Puzzle 6: Pirate Gold

My wife likes puzzles. Here is one she asked me back when we were engaged.
It is a little appreciated historical fact that pirate ships usually had their own constitutions and laws. So lets take a case of a pirate vessel with 50 pirates on board. One day while approaching a safe harbour, they decide to split their ill gotten loot of 100 gold coins. According to their constitution, the treasure would be split by the senior most pirate, the Captain.
But there was another rule that said that if the pirates were disatisfied with the distribution, they could vote to kill the captian and appoint the next senior most pirate as the new captain. The new captain would again divide the treasure among them. For the overthrow to be successful, more than 50% of the pirates (including the current captain) had to be in favour of killing the sitting captain.

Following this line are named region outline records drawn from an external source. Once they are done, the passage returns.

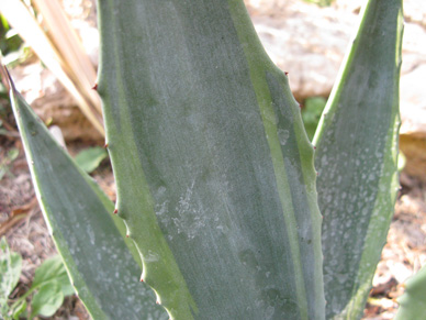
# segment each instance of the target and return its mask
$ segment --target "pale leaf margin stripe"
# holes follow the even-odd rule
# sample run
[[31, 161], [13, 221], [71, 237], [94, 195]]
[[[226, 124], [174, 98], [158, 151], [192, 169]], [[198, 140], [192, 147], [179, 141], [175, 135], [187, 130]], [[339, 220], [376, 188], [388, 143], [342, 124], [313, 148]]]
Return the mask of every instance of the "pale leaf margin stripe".
[[[115, 25], [114, 0], [98, 1], [99, 14], [99, 29], [101, 31], [108, 30], [108, 23], [103, 23], [103, 19], [110, 19]], [[110, 21], [110, 22], [111, 22]], [[104, 47], [107, 41], [102, 41], [102, 37], [110, 36], [115, 45]], [[103, 77], [102, 68], [107, 68], [102, 64], [103, 55], [108, 49], [114, 49], [115, 58], [115, 85], [119, 88], [119, 96], [112, 97], [115, 103], [109, 100], [107, 95], [109, 88], [109, 80]], [[157, 302], [160, 304], [169, 313], [171, 319], [193, 319], [193, 313], [199, 312], [197, 304], [194, 302], [186, 280], [179, 269], [179, 266], [173, 257], [170, 247], [158, 225], [157, 217], [154, 210], [154, 199], [149, 190], [149, 186], [146, 180], [146, 176], [143, 172], [141, 163], [127, 162], [121, 156], [127, 154], [130, 158], [138, 159], [137, 146], [134, 143], [134, 132], [131, 125], [131, 112], [124, 95], [124, 81], [123, 71], [120, 69], [120, 54], [119, 54], [119, 41], [116, 40], [116, 33], [114, 32], [101, 32], [101, 55], [100, 55], [100, 69], [98, 73], [98, 92], [102, 98], [102, 108], [104, 110], [104, 123], [107, 131], [107, 145], [111, 157], [113, 167], [122, 167], [123, 172], [127, 172], [125, 175], [136, 175], [137, 180], [143, 185], [143, 190], [132, 188], [132, 192], [121, 192], [121, 190], [128, 190], [124, 185], [126, 181], [117, 179], [114, 173], [116, 181], [117, 199], [115, 208], [120, 218], [124, 220], [127, 227], [127, 235], [135, 242], [139, 252], [143, 274], [141, 280], [145, 282], [157, 295]], [[111, 79], [110, 79], [111, 80]], [[121, 106], [120, 114], [114, 114], [112, 106]], [[114, 115], [115, 117], [114, 117]], [[119, 134], [120, 133], [120, 134]], [[119, 140], [116, 136], [127, 136], [133, 139]], [[122, 174], [123, 174], [122, 172]], [[134, 201], [138, 199], [138, 201]], [[144, 203], [142, 210], [143, 214], [134, 219], [134, 214], [128, 214], [132, 211], [141, 211], [138, 206]], [[133, 220], [134, 219], [134, 220]], [[155, 250], [156, 258], [152, 260], [150, 255]]]
[[[289, 244], [290, 244], [290, 250], [292, 254], [292, 264], [294, 269], [294, 282], [296, 287], [296, 298], [298, 298], [300, 317], [301, 319], [309, 319], [310, 317], [309, 310], [310, 309], [324, 310], [324, 302], [325, 302], [323, 286], [320, 285], [322, 284], [322, 277], [323, 277], [323, 274], [322, 274], [323, 256], [322, 256], [322, 250], [321, 250], [321, 221], [320, 221], [321, 214], [316, 202], [315, 172], [313, 166], [313, 162], [314, 162], [313, 146], [309, 142], [307, 135], [303, 130], [303, 128], [294, 128], [294, 131], [296, 132], [295, 136], [296, 136], [298, 146], [300, 147], [300, 151], [303, 151], [303, 153], [300, 153], [303, 179], [305, 181], [310, 181], [310, 180], [313, 181], [312, 184], [306, 183], [305, 185], [306, 185], [306, 191], [307, 191], [306, 200], [309, 202], [309, 208], [311, 210], [311, 219], [312, 219], [311, 221], [315, 222], [312, 224], [314, 227], [312, 229], [312, 239], [313, 239], [312, 242], [313, 242], [313, 245], [315, 246], [314, 252], [317, 255], [315, 256], [315, 263], [314, 263], [314, 271], [316, 272], [314, 277], [320, 279], [320, 282], [318, 282], [318, 286], [313, 288], [313, 290], [315, 290], [315, 297], [317, 297], [315, 300], [315, 306], [309, 306], [310, 301], [307, 300], [307, 296], [306, 296], [306, 287], [305, 287], [304, 273], [303, 273], [303, 266], [302, 266], [302, 260], [301, 260], [301, 249], [298, 242], [299, 235], [298, 235], [296, 219], [294, 214], [285, 214], [285, 212], [288, 211], [285, 210], [285, 207], [292, 207], [291, 194], [285, 191], [285, 190], [290, 190], [291, 186], [289, 185], [289, 179], [285, 173], [281, 144], [278, 137], [278, 128], [274, 121], [271, 121], [271, 118], [276, 117], [274, 115], [276, 111], [273, 110], [272, 98], [270, 96], [271, 88], [269, 88], [268, 82], [266, 80], [267, 73], [271, 73], [272, 75], [278, 74], [279, 75], [278, 77], [280, 79], [281, 78], [285, 79], [285, 81], [287, 81], [287, 76], [283, 76], [283, 73], [280, 69], [278, 69], [278, 67], [269, 59], [268, 55], [265, 53], [265, 49], [259, 38], [257, 36], [253, 37], [253, 34], [257, 34], [257, 33], [255, 30], [253, 30], [253, 23], [251, 21], [249, 21], [249, 15], [247, 13], [242, 14], [242, 12], [245, 12], [246, 10], [240, 8], [242, 5], [244, 5], [242, 1], [229, 0], [228, 5], [229, 5], [231, 15], [234, 20], [235, 29], [237, 31], [237, 35], [243, 43], [243, 49], [250, 70], [251, 84], [256, 92], [261, 119], [266, 131], [266, 136], [271, 152], [271, 159], [273, 163], [278, 192], [279, 192], [279, 197], [284, 212], [287, 232], [289, 234]], [[250, 46], [246, 45], [247, 43], [249, 43]], [[257, 48], [256, 53], [251, 52], [253, 47]], [[259, 62], [259, 56], [261, 56], [259, 53], [264, 53], [261, 62]], [[295, 122], [299, 121], [299, 124], [301, 124], [302, 120], [301, 120], [301, 114], [299, 110], [300, 107], [299, 107], [299, 103], [294, 100], [288, 84], [287, 86], [282, 86], [282, 90], [285, 95], [285, 98], [291, 97], [290, 99], [292, 100], [292, 103], [291, 103], [290, 112], [292, 112], [292, 115], [293, 115], [293, 119], [295, 119]], [[310, 158], [310, 168], [306, 168], [306, 166], [303, 165], [303, 163], [306, 163], [306, 159], [302, 158], [302, 154], [307, 155], [307, 157]], [[318, 227], [318, 228], [315, 229], [315, 227]]]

The pirates are greedy, rational and bloodthirsty. They are smart enough to anticipate what would happen if they killed the current captain and are bloodthirsty enough that if they feel their share will not increase, they would prefer to vote against their captain.
How should the captain distribute the gold so that he gets to keep as much gold as possible as well as his life?
Lets start at the very end.
Case 1: Suppose there are only 2 pirates left alive. Lets call them pirate 2 (senior) and pirate 1 (junior). Pirate 2, the senior one  becomes captain and takes all the money and the junior one can do nothing.
Pirate 2 = 100
Pirate 1 = 0
Case2: Now if there are three pirates, with pirate 3 being the captain. Pirate 3 knows he needs 1 more vote (other than his own) to save himself. Pirate 3 will take 99 coins for himself and give 1 coin to pirate 1 and nothing to pirate 2. Pirate 1 will agree to this arrangement because he realises that if pirate 3 dies, pirate 2 will give him nothing (Case 1). So he would rather settle for 1 coin than that situation.
Pirate 3 = 99
Pirate 2 = 0
Pirate 1 = 1
Case 3: Now, if there are 4 pirates with pirate 4 as captain, then he will need at least 1 more vote (other than his own) to avoid death. So he will offer 1 gold coin to pirate 2 and keep 99 for himself. Pirate 2 will support him because he realises that if pirate 4 is deposed and pirate 3 becomes captain (Case 2), his share will go from 1 coin to 0.
Pirate 4 = 99
Pirate 3 = 0
Pirate 2 = 1
Pirate 1 = 0
Case 4: If there are 5 pirates alive with pirate 5 as captain, then pirate 5 needs 2 votes to stay alive. So he will keep 98 coins for himself and give 1 coin each to pirates 3 and 1. Pirates 3 and 1 will vote in his favour because if he is killed and pirate 4 becomes captain, they will get nothing (case 3).
Pirate 5 = 98
Pirate 4 = 0
Pirate 3 = 1
Pirate 2 = 0
Pirate 1 = 1
See a pattern emerging here? So if we go on like this and come to
Case 49: If there are 50 pirates with pirate 50 as captain, then he needs 24 more votes to save himself. So he distributes as follows. He takes 100-24 = 76 coins for himself. He gives 1 coin each to pirates 2, 4, 6, 8, 10, 12, 14, 16, 18, 20, 22, 24, 26, 28, 30, 32, 34, 36, 38, 40, 42, 44, 46, 48 (all the even numbered pirates). All these people vote for him because they realise that if he dies and pirate 49 becomes captain, then they will get nothing.